Good shout Roy - Rafa Hongistein's Klopp book has a great chapter on Frank, his time with Mainz in the mid-late 90s and the influence and impression he left on Kloppo.
Rangnick is an interesting appointment, he's definitely been more 'Director of Football' than coach in recent years, and no one can doubt the superb work he did in the Red Bull group, but I don't think his time at Utd can be anything more than a plaster over a substantial wound - he hasn't the time to extensively drill the players, nor will he likely be afforded a significant budget for signings in January. He is certainly far more tactically aware than Utd's last coach but is known for being divisive - some of the dressing room will go with him, the rest will be dropped.

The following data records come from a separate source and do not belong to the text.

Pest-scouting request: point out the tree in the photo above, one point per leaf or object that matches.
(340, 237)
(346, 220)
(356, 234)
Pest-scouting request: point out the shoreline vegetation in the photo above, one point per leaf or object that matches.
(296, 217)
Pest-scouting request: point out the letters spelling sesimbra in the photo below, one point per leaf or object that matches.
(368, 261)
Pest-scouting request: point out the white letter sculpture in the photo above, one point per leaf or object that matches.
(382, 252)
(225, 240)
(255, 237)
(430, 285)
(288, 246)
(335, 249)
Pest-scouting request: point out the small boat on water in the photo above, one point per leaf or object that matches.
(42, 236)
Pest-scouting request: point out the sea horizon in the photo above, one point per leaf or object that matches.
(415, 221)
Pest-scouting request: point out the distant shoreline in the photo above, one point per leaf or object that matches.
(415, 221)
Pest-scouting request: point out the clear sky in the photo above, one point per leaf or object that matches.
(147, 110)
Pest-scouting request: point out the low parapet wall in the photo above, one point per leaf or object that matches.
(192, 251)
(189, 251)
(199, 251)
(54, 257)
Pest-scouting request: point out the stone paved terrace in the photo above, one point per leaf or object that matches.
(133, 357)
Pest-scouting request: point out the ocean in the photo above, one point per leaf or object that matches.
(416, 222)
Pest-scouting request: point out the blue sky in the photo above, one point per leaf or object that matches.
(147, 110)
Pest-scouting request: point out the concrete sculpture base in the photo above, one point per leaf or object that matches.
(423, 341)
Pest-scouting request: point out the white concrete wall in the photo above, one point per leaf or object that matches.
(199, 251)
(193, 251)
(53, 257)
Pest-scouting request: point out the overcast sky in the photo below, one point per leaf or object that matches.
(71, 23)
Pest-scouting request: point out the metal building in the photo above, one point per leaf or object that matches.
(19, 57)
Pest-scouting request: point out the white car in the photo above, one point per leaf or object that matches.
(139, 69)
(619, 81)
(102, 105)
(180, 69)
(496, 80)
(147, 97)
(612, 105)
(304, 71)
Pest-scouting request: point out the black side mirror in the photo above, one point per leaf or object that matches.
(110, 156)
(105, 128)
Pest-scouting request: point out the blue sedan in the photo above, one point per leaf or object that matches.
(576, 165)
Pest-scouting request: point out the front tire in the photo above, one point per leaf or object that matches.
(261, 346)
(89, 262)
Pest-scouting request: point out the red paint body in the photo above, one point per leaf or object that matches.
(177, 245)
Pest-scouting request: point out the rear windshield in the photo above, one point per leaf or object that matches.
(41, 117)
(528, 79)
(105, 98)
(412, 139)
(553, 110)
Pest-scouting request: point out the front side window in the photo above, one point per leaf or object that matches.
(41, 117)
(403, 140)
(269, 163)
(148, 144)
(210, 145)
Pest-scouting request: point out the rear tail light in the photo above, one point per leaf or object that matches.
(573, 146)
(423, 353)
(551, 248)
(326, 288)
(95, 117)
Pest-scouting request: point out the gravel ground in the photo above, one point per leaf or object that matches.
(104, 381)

There will be one or two big names with their noses out of joint within the next month.
It's funny that Mancs are heralding him as the inventor of Gegenpressing - which was being utilised by Soviet Teams in a fashion as early as the mid 80s - see Lobanovskyi's Dinamo Kyiv - when he patently is not the inventor, just a proponent and his Schalke and Hoffenheim teams, two of his more recent head coach roles, haven't utilised such a system. We also look at Utd and see a side woefully ill-equipped personnel wise to achieve such a style. We all know from the teething stages that implementing a furious, precise press took nigh on 18 months to two years for Klopp's Liverpool to get right.
He's authoritative, knowledgeable and tactically flexible, all good qualities. Let's see how he handles a calibre of player he's maybe not used to, your Pogbas, Ronaldos and Varanes.